4. High depth coverage is a blessing… and a curse
The mitochondrial contig typically has extremely high depth in whole genome sequence data:
around 2000x for a typical blood sample compared to autosomes (typically ~30x coverage). Samples from mitochondria-rich tissues like heart and muscle have even higher depth (e.g. 80,000x coverage). This depth is a blessing for calling low-allele fraction sites with confidence, but can overwhelm computations that use algorithms not designed to handle the large amounts of data that come with this extreme depth.
Solving a geometry problem by realigning twice
We’ve solved the first problem by extracting reads that align to carefully selected NuMT regions and the mitochondria itself, from a whole genome sample. We take these aligned, recalibrated reads and realign them twice: once to the canonical mitochondria reference, and once to a “rotated” mitochondria reference that moves the breakpoint from the control region to the opposite side of the circular contig.
To help filter out NuMTs, we mark reads with their original alignment position before realigning to the mitochondrial contig. Then we use Mutect2 filters tuned to the high depth we expect from the mitochondria, by running Mutect2 in “--mitochondria-mode”. We increase accuracy on the “breakpoint” location by calling only the non-control region on the original mitochondria reference, and call the control region on the shifted reference (now in the middle of the linearized chromosome). We then shift the calls on the rotated reference back to the original mitochondrial reference and merge the VCFs.
Adaptive pruning for high sensitivity and precision
The rest of the problems benefited from recent improvements the local assembly code that Mutect2 shares with HaplotypeCaller (HC). Incorporating the new adaptive pruning strategy in the latest version of Mutect2 will improve sensitivity and precision for samples with varying depth across the mitochondrial reference, and enable us to adapt our pipeline to exome and RNA samples. See the blog post on the newest version of Mutect2 here.
Unblocking genetic bottlenecks with a new pipeline
The new pipeline’s high sensitivity to low allele fraction variants is especially powerful since low AF variants may be at higher AF in other tissue.

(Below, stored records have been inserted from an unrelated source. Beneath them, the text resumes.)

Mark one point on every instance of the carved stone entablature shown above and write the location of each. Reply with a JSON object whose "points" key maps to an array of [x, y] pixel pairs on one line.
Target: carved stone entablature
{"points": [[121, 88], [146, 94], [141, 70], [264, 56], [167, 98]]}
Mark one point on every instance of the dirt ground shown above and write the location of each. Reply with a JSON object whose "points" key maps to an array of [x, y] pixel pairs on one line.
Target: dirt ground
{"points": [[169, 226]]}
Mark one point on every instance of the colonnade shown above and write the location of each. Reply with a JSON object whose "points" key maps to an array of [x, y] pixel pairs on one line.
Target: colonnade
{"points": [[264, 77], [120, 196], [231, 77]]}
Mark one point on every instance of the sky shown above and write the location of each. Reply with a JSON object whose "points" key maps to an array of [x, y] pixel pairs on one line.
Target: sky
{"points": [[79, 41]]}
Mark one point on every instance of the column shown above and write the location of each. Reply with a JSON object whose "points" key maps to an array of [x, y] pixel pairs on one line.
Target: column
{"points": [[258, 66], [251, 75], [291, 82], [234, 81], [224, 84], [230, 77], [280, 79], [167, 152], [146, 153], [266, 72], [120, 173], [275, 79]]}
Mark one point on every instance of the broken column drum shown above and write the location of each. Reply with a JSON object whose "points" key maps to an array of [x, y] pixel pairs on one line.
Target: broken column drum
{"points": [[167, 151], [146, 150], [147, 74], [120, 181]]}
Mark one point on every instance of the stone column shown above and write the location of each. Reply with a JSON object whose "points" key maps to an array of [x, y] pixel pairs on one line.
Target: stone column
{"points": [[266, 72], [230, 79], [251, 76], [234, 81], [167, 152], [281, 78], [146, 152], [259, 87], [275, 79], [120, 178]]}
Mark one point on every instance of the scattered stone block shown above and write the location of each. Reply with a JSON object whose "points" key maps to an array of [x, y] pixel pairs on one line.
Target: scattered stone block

Our pipeline harnesses the power of low AFs to help:
1. Diagnose rare diseases
Mutations can be at high allele fraction in affected tissues but low in blood samples typically used for genetic testing.
2. Identify asymptomatic carriers of pathogenic variants
If you carry a pathogenic allele even at low VAF, you can pass this along at high VAF to your offspring.
3. Discover somatic variants in tissues or cell lineages
For example, studies have used rare somatic mtDNA variants for lineage tracing in single-cell RNA-seq studies.
You can find the WDLs used to run this pipeline in the GATK repo under the scripts directory (https://github.com/broadinstitute/gatk/blob/master/scripts/mitochondria_m2_wdl/MitochondriaPipeline.wdl). Keep an eye out for an official “Best Practices” pipeline, coming soon in the gatk-workflows repo and in Firecloud.
Caveat: We're not so confident in calls under 5%AF (due to false positives from NuMTs). We're working on a longer term fix for this for a future release.